The second right arm holds a sword, which is a way of magnetizing or gathering together energies. The sword need not strike; just by its being waved, the energies are rallied.

The remaining left arm holds the trident which destroys or subdues. Its three prongs cut through the root kleshas of passion, aggression, and ignorance with one thrust.

Mount Malaya: This may refer to a mountain on the island of Sri Lanka, said to be the dwelling place of Vajrapani, the Lord of Secret.

blood lake Koka: At the foot of Mount Malaya lies a lake which includes an island by this name.

charnel ground: The charnel ground, an open field filled with corpses and beasts of prey, is a potent symbol in vajrayana. It represents the ground from which all phenomena are born and die, the basis of both samsara and nirvana.

Rudra or Matram Rudra (San.): Originally a Hindu deity, an emanation of Shiva. In the vajrayana, Rudra is the personification of ultimate ego, the opposite of buddhahood. Rudra’s corpse (confused ego) is scattered on the charnel ground, from which mahakala (enlightened energy) arises.

samaya (San.): A vajrayana vow of commitment, binding the student’s total experience, to the path of meditation. Samaya is the bond that links together the student, the teacher, and the teachings.

SAMAYA JAH: A mantra that invokes the presence of the deity; it is also a confirmation of the deity’s presence.

vajra (Tib. dorje): Adamantine, indestructible. In general, the “vajra” indicates what is beyond arising and ceasing, hence indestructible. Here, it indicates the uncompromising quality of the Four-Armed Mahakala.

sword: A sword generally represents the sharp double edge of prajna or intellect, which cuts through the concepts of self and phenomena in one stroke. The sword does not need to strike; energies are gathered just by its being waved.

khatvanga (San.): A staff, usually surmounted by a vajra or a trident and ornamented with three heads.

Raven-Headed One (San. Kaka-mukha, “Raven Faced”): An action protector, a servant of Four- Armed Mahakala, whose nature is the masculine aspect of destruction. Like a raven, he preys upon and consumes whatever endangers the teachings. He holds a hooked knife and a skull cup.

Künga Namgyal: The fourth Trungpa Tulku, who spent six years in retreat at Dorje Khyung Dzong. He bound Four-Armed Mahakala as a protector of Surmang monastery.

Dorje Khyung Dzong (Tib. “Vajra Garuda Fortress”): A cave and retreat center near the Surmang monastery of Dütsi-tel, used for meditation retreat.

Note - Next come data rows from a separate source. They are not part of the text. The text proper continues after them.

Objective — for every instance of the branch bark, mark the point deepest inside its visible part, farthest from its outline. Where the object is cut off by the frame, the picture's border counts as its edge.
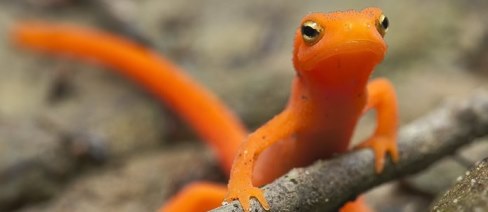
(327, 185)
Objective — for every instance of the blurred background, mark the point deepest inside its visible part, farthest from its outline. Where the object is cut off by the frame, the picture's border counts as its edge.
(74, 137)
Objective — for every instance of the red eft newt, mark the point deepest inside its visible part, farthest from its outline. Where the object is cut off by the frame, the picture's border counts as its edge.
(334, 56)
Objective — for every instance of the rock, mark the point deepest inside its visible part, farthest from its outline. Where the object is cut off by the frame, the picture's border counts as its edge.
(469, 194)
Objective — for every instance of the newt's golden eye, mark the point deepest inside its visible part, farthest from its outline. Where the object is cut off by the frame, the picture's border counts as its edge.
(382, 25)
(311, 32)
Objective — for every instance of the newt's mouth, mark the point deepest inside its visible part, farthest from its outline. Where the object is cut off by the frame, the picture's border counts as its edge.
(372, 51)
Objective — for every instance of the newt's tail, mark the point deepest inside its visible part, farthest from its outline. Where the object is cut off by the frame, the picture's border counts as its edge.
(211, 119)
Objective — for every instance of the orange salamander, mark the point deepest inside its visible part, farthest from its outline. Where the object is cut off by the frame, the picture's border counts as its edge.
(334, 56)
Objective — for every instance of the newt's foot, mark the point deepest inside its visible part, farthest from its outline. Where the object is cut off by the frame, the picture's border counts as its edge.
(381, 145)
(244, 194)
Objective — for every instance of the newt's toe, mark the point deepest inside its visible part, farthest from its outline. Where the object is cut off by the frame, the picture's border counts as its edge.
(381, 146)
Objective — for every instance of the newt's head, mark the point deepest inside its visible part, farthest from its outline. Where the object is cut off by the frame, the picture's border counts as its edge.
(350, 37)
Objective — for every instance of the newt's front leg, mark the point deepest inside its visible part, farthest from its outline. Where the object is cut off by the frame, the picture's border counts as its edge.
(240, 185)
(381, 96)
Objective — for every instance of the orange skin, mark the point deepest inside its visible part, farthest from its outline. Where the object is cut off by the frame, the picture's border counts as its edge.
(329, 94)
(217, 125)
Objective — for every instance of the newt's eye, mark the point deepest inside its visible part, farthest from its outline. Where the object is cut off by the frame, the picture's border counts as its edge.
(311, 32)
(382, 25)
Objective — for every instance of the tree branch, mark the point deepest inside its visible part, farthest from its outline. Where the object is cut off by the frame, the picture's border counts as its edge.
(326, 185)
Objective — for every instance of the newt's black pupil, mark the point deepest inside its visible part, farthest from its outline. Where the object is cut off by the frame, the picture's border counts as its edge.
(385, 23)
(309, 31)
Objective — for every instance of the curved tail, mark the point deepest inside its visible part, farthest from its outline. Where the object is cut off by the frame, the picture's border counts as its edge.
(204, 112)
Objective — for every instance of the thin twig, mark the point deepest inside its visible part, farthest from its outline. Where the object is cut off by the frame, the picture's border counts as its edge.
(326, 185)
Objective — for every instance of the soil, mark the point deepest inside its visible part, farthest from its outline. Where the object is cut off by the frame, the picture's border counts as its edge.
(78, 137)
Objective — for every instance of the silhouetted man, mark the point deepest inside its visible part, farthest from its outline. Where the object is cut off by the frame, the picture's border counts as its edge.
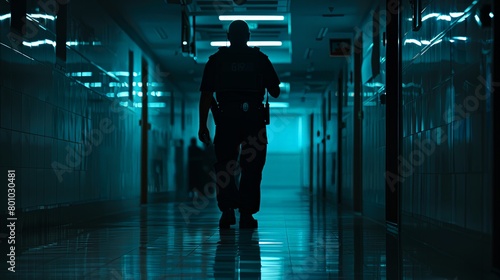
(239, 75)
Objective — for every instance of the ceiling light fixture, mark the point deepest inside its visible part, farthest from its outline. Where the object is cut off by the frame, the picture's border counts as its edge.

four karmas: Four enlightened styles of activity for working with situations; four stages or levels of taming ego completely. These are pacifying, enriching, magnetizing, and destroying:

pacifying: The activity of feeling the ground very softly and cooling it out; subduing psycho-logical imbalance or physical sickness.

enriching: The activity of feeling further the texture of the situation and bringing it to full expression; extending your influence over others; generously spreading your rich and dignified quality all over.

magnetizing: The activity of bringing the elements of a situation together, provoking it into ferment; also, attracting power and relationships which give control of situations.

destroying: The activity of penetrating confusion and annihilating obstacles. When there is a strong self-justifying pseudo-logic, compassion may demand razing a situation in order to clear the ground.

Practice Lineage: This is an epithet applied to the Kagyü lineage, which emphasizes a strong allegiance to meditation practice. It can also be applied to the Nyingma lineage.

OM MAHAKALAYA DEVA-RAKSHA SAMAYA HO BALIM TE KHAHI: This can be translated as “OM (homage to) Mahakala, O protector of devas, (keep) the samaya. Eat this food offering.”